Varadarajulu Shyam, Bang Ji Young, Holt Bronte A, Hasan Muhammad K, Logue Amy, Hawes Robert H, Hebert-Magee Shantel
Center for Interventional Endoscopy, Florida Hospital, Orlando, Florida, USA.
Department of Pathology, Florida Hospital, Orlando, Florida, USA.
Gastrointest Endosc. 2014 Dec;80(6):1056-63. doi: 10.1016/j.gie.2014.05.304. Epub 2014 Jun 25.
When on-site cytopathology support is not available, EUS-guided fine needle aspiration (EUS-FNA) is performed for cell-block preparation to allow off-site interpretation.
To identify the number of passes required to obtain a diagnostic cell block by using a 25-gauge needle for sampling pancreatic masses.
Randomized trial.
Tertiary care hospital.
Sixty-two patients with solid pancreatic mass lesions.
EUS-FNA was performed by using a 25-gauge needle. After establishing a preliminary on-site diagnosis, patients were randomized to 2 or 4 FNA passes for a cell block. A cell block was evaluated by a pathologist blinded to on-site interpretation for the presence of a tissue pellet, histological core tissue size, and diagnostic accuracy.
To determine the number of passes required to obtain a diagnostic cell block with a 25-gauge FNA needle.

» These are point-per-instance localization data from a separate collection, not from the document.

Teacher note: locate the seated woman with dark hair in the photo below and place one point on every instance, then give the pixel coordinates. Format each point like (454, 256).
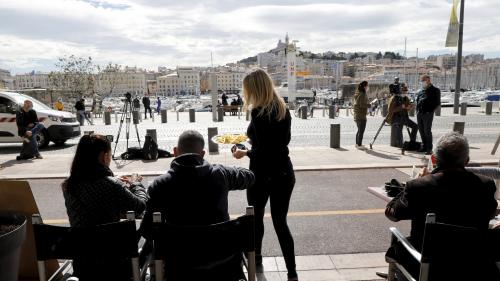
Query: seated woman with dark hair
(94, 196)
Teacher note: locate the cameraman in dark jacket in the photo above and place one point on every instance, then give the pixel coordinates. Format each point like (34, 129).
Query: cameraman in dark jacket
(147, 106)
(428, 99)
(456, 196)
(28, 127)
(194, 192)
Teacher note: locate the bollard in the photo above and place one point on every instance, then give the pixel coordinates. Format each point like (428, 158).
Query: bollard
(220, 114)
(107, 118)
(152, 133)
(335, 136)
(212, 146)
(135, 116)
(411, 112)
(437, 112)
(303, 112)
(489, 107)
(459, 127)
(163, 113)
(192, 115)
(384, 110)
(463, 108)
(331, 112)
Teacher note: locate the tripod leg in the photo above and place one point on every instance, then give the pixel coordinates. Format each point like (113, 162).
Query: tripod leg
(120, 128)
(137, 132)
(376, 135)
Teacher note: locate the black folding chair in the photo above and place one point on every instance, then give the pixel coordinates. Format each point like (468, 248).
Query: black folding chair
(107, 242)
(204, 252)
(450, 252)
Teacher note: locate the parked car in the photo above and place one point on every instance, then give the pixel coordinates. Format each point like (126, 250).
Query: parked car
(59, 125)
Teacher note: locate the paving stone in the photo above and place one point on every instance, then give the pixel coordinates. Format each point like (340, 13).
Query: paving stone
(321, 262)
(316, 275)
(361, 273)
(359, 260)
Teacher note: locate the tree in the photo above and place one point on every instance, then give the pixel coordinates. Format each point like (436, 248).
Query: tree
(75, 76)
(108, 78)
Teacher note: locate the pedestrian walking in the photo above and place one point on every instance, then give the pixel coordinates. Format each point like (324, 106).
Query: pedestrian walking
(28, 127)
(80, 111)
(398, 117)
(428, 99)
(158, 105)
(269, 133)
(146, 102)
(360, 107)
(224, 101)
(59, 105)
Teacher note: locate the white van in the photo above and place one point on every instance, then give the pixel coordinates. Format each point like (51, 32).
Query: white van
(59, 125)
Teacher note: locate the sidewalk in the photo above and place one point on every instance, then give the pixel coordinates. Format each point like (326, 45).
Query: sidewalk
(304, 159)
(326, 267)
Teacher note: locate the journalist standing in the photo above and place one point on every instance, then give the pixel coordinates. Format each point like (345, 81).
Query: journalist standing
(80, 111)
(147, 106)
(360, 107)
(428, 99)
(269, 134)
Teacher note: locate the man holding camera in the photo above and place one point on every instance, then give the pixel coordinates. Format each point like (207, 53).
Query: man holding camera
(398, 117)
(428, 99)
(28, 127)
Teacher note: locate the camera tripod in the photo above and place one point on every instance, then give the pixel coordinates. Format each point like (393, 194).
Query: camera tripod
(126, 116)
(380, 129)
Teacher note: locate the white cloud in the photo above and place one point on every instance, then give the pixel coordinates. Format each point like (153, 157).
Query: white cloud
(148, 33)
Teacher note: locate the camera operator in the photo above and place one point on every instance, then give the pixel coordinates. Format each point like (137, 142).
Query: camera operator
(399, 104)
(395, 88)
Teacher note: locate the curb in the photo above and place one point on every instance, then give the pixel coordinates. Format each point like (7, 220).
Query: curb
(296, 169)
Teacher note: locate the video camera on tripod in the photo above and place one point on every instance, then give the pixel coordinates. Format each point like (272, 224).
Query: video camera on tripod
(126, 115)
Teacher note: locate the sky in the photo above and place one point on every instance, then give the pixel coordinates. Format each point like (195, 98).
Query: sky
(152, 33)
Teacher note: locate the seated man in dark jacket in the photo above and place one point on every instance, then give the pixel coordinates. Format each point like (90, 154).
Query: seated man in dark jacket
(194, 192)
(455, 195)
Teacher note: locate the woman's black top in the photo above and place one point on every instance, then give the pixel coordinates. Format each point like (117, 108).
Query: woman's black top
(269, 138)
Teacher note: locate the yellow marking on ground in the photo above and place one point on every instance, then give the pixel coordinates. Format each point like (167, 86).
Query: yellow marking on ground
(56, 221)
(290, 214)
(328, 213)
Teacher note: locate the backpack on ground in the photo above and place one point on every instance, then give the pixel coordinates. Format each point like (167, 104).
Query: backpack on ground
(411, 145)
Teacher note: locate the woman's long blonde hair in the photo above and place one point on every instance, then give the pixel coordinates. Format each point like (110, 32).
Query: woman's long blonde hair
(258, 90)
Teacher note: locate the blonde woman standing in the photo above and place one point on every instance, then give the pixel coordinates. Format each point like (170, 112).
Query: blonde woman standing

Sixty-two patients were randomized to undergo either 2 (n = 31) or 4 (n = 31) FNA passes for a cell block. Before randomization, an on-site diagnosis was established in all 62 patients (100%). The final diagnosis was adenocarcinoma in 45 (72.6%), neuroendocrine/other tumor in 7 (11.3%), and chronic pancreatitis in 10 (16.1%). There was no difference in the presence of a tissue pellet (93.5 vs 96.8%; P = .99), the median size of the histological core (0.006 vs 0.05 mm(2); P = .12), or the presence of a diagnostic cell block (80.6 vs 80.6%; P = .99) between patients randomized to 2 or 4 FNA passes, respectively.
Only pancreatic masses were evaluated.
The 25-gauge FNA needle yielded a diagnostic cell block in only 81% of patients, irrespective of whether 2 or 4 FNA passes were performed. These findings have important implications for centers without on-site cytopathology services. (Clinical trial registration number NCT01809028.).
当无法获得现场细胞病理学支持时,进行超声内镜引导下细针穿刺抽吸术(EUS-FNA)以制备细胞块,以便进行远程解读。
确定使用25号针采样胰腺肿块以获得诊断性细胞块所需的穿刺次数。
随机试验。
三级护理医院。
62例患有实性胰腺肿块病变的患者。
使用25号针进行EUS-FNA。在确立初步现场诊断后,将患者随机分为进行2次或4次FNA穿刺以获取细胞块。由对现场解读不知情的病理学家评估细胞块,以确定是否存在组织凝块、组织学核心组织大小以及诊断准确性。
确定使用25号FNA针获得诊断性细胞块所需的穿刺次数。
62例患者被随机分为进行2次(n = 31)或4次(n = 31)FNA穿刺以获取细胞块。在随机分组前,所有62例患者(100%)均确立了现场诊断。最终诊断为腺癌45例(72.6%),神经内分泌/其他肿瘤7例(11.3%),慢性胰腺炎10例(16.1%)。分别接受2次或4次FNA穿刺的患者在组织凝块的存在情况(93.5%对96.8%;P = 0.99)、组织学核心的中位大小(0.006对0.05 mm²;P = 0.12)或诊断性细胞块的存在情况(80.6%对80.6%;P = 0.99)方面无差异。
仅评估了胰腺肿块。
无论进行2次还是4次FNA穿刺,25号FNA针仅在81%的患者中获得了诊断性细胞块。这些发现对没有现场细胞病理学服务的中心具有重要意义。(临床试验注册号NCT01809028。)